Penrose figured out that the time and space coordinates can be scaled in such a way that events all the way out to infinity can be graphed onto a finite region in picturing them, while scaling the both in such the same way that lightlike paths remain 45 degree angle lines in the picture. This is called a Penrose diagram. What we see from the diagram is that those paths extend right through the boundaries of the picture where this time coordinate goes infinite.
Once crossing the boundary of the picture, one must define some scale for an entirely new region. Aside from time and space being scaled in such the same way as to keep those angles for the paths 45 degrees, there is nothing that requires that the scaling be the same as our first region. He proposed that what over all scales the time and space obey for the next region then are probabilistic. As such every new region extended to has a chance that an observer in the middle of it would recon that the photons came from some early extremely hot dense state that he would interpret according to his standards of spacetime coordinates as a big bang. That means that every now and again the photons cross into a region where the state happens to support life and the intelligent life in that region is left wondering why conditions are appropriate for life. The truth then is that you don't always yield regions that you get life, you just do every so often, and those are the regions that you then have life that can wonder about its condition.

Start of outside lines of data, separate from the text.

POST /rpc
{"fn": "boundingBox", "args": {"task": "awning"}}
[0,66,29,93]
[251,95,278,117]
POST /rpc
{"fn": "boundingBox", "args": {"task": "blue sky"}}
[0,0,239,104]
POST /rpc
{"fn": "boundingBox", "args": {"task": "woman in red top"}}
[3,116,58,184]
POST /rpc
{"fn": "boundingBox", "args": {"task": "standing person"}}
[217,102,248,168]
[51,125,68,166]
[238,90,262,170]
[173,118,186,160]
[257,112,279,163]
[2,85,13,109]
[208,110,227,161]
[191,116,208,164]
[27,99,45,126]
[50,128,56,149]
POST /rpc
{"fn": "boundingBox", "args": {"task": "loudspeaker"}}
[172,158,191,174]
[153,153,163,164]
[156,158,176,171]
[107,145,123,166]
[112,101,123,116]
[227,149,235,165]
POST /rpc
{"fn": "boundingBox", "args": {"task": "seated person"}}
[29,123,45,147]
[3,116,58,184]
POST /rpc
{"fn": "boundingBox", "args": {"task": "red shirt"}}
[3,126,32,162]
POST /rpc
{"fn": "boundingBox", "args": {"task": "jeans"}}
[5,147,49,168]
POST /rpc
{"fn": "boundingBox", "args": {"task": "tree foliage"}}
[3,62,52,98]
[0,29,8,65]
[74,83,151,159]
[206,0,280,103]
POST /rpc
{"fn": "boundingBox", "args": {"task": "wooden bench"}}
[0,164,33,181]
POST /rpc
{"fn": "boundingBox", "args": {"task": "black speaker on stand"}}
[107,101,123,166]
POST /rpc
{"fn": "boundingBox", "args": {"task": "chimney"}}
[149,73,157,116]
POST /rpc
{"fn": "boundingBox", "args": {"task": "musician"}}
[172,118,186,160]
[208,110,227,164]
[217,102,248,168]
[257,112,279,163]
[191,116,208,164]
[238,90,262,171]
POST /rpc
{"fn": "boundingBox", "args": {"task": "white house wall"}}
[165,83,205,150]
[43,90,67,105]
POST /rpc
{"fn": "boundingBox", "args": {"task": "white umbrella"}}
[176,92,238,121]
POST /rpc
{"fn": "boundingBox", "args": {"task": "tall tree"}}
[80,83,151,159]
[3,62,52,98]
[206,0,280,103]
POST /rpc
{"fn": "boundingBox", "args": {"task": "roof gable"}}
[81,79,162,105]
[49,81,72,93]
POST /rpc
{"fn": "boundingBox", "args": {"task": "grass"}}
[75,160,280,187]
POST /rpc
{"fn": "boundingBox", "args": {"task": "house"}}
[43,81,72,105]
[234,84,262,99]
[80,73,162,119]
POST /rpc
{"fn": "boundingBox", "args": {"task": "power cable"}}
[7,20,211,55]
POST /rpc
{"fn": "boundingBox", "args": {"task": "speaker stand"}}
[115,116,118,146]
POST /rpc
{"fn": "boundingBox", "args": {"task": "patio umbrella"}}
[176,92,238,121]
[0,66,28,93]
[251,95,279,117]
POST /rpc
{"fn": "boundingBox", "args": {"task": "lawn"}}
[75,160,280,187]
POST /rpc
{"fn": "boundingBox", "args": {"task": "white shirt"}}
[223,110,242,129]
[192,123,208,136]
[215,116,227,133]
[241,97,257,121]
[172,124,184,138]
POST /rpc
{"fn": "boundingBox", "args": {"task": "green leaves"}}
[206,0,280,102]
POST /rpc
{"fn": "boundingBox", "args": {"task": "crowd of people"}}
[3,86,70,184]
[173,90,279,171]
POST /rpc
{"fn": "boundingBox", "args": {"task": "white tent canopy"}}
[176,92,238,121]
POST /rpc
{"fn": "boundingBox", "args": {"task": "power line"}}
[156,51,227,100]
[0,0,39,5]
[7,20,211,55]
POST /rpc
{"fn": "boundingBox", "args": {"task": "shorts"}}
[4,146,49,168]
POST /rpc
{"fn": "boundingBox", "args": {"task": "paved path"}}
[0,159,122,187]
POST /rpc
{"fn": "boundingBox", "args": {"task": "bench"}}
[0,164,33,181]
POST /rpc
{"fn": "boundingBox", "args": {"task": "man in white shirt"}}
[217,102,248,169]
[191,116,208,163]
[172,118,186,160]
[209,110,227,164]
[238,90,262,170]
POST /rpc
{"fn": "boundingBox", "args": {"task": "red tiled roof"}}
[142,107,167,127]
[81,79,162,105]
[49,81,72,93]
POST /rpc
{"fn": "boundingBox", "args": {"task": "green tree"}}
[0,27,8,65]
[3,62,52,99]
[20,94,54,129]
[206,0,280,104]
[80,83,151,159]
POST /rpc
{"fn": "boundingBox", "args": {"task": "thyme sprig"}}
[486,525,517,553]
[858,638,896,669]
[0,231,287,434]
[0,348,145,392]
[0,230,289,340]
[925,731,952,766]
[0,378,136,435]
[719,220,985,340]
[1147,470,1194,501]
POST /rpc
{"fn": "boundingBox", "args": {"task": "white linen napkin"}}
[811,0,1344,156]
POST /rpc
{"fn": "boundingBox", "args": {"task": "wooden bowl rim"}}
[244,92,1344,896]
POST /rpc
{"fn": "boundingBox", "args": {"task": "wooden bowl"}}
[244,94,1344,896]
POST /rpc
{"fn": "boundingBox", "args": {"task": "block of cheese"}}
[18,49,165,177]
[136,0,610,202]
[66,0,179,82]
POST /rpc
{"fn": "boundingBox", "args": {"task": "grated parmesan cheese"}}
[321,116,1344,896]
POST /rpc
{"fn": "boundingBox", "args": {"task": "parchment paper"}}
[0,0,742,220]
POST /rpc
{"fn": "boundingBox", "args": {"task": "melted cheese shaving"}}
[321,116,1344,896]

So the universe eventually winds up cold and dead. Expanding forever. But then after forever, sometimes the radiation from it is found in a dense state that starts up new life which interprets the state as the result of a big bang and finds that their universe will come to the same doom.
This model is based on a uniform matter distribution. In order to consider time travel and such, one must look at nonuniform cases of the matter distribution. In the real world the matter isn't perfectly uniform, so one can certainly do that. This model then just becomes a large scale approximation to the overall behavior of the universe.